Despite flying in the face of all the theories of parenting "Baby Einsteins" and the multibillion dollar industry for childhood toys to make a smart baby, the scientific evidence is now clear that little if anything (excepting, of course, gross child neglect and abuse) the parents are going to do will change later behavior in a given child.

In Law Three, we have the coup de gras: Genetics account for about 50% of our adult behaviors and capacities. The effect of the family environment is, optimistically, about 10%. And the "substantial portion not accounted for by the effects of genes or families" is 40-50% of the basis for our behavior. This nebulous set of circumstances are our "unique experiences" - that is, those not shared by siblings and unique to ourselves, alone. How we were cared for (or not cared for) when we were sick, beat up at school, made fun of by our peers, the particularly memorable spankings (they were more like "beatings" in my house, but that is neither here nor there) we were the beneficiaries of, the Christmas gift we did or didn’t get - all these (and thousands more) make up our set of unique experiences and shape about 40-50% of our adult behaviors.

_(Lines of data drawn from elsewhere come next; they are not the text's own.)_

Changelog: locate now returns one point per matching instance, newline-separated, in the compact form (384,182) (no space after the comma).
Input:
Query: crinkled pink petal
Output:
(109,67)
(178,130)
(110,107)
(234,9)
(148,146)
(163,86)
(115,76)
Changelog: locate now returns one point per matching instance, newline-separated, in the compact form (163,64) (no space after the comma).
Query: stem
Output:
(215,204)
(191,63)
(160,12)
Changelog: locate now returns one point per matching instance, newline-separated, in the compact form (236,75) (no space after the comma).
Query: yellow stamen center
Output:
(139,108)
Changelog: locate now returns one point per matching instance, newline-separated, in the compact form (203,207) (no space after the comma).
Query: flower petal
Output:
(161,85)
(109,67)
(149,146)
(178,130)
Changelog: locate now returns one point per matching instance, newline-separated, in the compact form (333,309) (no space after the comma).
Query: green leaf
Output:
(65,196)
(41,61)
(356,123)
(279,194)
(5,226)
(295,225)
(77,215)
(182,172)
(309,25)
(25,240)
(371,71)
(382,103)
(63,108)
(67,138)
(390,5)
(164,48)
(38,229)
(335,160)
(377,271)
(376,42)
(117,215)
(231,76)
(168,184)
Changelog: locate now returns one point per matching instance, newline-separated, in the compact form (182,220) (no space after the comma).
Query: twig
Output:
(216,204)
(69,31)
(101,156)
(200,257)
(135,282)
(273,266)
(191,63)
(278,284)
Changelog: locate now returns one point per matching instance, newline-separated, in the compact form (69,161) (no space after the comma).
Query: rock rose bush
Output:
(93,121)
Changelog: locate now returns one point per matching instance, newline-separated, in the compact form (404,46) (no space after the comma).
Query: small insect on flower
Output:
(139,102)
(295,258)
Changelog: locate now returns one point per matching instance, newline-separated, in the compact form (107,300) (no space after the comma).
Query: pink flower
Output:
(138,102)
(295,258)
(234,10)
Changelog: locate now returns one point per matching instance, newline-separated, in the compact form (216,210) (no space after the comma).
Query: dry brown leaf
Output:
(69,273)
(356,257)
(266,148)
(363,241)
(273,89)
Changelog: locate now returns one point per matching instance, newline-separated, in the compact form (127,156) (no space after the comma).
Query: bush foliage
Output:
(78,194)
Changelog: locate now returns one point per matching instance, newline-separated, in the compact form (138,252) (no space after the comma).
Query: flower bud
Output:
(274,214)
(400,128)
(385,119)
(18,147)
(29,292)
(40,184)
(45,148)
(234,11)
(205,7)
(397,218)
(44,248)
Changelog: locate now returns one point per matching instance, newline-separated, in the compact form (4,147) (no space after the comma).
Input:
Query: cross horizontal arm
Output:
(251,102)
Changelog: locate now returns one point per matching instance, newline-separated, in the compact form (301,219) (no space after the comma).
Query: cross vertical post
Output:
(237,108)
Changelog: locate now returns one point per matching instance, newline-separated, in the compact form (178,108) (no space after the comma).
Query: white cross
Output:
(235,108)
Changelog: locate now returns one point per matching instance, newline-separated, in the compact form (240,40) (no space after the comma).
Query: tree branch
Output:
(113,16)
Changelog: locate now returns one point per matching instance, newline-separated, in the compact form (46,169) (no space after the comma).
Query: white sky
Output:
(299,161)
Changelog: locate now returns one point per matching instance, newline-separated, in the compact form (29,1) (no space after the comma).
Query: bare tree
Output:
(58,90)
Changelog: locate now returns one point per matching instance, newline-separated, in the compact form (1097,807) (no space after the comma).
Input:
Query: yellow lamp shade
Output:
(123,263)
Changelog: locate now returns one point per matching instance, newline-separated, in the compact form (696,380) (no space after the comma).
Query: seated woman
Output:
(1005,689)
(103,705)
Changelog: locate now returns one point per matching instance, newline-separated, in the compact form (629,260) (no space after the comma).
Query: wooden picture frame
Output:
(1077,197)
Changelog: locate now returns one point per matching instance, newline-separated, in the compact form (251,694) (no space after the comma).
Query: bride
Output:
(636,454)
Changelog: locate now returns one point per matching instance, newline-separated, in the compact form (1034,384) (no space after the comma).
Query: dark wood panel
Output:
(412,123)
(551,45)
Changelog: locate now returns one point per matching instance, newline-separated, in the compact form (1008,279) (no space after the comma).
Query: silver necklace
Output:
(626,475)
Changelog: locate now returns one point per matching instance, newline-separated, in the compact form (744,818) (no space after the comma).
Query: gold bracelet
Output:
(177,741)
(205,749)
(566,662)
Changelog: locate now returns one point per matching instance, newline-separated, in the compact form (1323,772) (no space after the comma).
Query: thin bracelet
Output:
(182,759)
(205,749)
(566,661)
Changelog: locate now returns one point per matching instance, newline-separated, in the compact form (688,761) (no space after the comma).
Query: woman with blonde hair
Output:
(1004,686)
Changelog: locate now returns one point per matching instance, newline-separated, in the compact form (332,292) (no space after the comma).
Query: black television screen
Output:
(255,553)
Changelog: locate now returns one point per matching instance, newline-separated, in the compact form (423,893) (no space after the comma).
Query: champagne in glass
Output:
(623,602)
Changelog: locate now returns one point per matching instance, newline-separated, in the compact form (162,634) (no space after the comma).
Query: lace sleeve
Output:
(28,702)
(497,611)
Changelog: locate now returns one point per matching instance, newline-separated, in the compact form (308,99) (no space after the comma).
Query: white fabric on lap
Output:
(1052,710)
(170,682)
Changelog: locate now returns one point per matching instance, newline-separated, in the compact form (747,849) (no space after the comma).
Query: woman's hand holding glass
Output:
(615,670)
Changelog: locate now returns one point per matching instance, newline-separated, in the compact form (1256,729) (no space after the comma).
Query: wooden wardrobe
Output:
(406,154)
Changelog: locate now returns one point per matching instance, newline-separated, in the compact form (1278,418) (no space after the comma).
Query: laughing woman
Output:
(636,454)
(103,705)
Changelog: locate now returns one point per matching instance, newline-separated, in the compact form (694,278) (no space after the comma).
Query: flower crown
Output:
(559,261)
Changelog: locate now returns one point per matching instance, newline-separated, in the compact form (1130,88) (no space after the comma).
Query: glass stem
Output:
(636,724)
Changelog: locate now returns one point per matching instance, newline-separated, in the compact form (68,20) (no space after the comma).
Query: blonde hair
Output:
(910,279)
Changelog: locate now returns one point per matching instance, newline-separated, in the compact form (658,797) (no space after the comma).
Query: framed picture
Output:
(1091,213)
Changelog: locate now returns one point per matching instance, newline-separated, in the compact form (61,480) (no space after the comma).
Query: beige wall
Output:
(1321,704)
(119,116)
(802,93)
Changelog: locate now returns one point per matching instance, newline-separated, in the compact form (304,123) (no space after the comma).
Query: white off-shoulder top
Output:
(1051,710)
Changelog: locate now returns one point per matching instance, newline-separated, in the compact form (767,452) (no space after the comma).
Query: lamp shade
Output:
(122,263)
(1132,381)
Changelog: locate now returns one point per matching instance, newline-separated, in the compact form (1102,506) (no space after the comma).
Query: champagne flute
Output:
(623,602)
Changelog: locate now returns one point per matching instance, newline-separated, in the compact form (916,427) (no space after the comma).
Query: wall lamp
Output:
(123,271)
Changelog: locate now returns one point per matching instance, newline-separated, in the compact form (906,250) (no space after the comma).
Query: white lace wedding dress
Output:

So, where does all this information leave me. It peeks my imagination, actually. I imagine sometimes that I was an identical twin. And, like my sisters and I, my twin and I were abruptly separated around age 9 or 10 and went to live with one of our parents in different households. We were thereafter, reared completely apart and without any contact between us. One of us lived a typical middle-class life; one of us lived in poorer circumstances without a lot of emphasis on achievement or advancement. One of us read books and wrote about anything and everything that caught his eye; the other worked on cars with his stepfather and learned how things operated and were put together. One was supervised by a well-meaning but definitely alpha-male father; the other was raised in a matriarchal household with two sisters and a mother who loved him. One dreamed big dreams of a college, a successful career and a comfortable lifestyle; one dreamed of the day he would get his driver’s license and have his own car or, better, his own Harley-Davidson. Both were happy, in their own way, and lived to see their own families grow up and enter the world.

In my imagination, the twins are sitting - quite by chance - in the waiting room of the same office when they are in their late 50s, waiting to be seen for an appointment. They are the only ones in the waiting room. One has a full beard and is in a baseball cap and blue jeans; the other is in a sports coat and tie. One picks up a copy of National Geographic magazine; the other picks up Popular Mechanics. Both begin to read. They look up from their magazines, both at the same instant, and their eyes meet. For a moment, there is a hint of recognition in their eyes, though they really don’t look that much alike, even for identical twins. The look changes in a couple of seconds and the two brothers exchange a cordial smile and return to their magazines. A few moments later, one is called in for his appointment. The remaining twin does not recognize the name as he was reared under another. Just as the departing brother reaches back to close the door behind him, he glances again at his unknown brother and, for whatever reason, smiles again and nods goodbye. For a split second both faces seem to know, to recognize, that they are one and the same person but, at the same time, entirely different men. As the door closes, the brother left in the waiting room returns to his magazine. Inexplicably, he feels a strange sense of peace, a calmness. Something has changed in his life forever. He seems to understand, for the first time, that things happen for a reason and a purpose.

And, when all the anger, blame, guilt and regret is tossed into the wastebin (where it rightfully belongs), we come to realize that we are on this earth to be who we are destined to be and to make the best use of whatever gifts our genes, our circumstances and our unique experiences give to us. And that, gentle reader, is all anyone can expected of us.

More importantly, that is all we should expect of ourselves.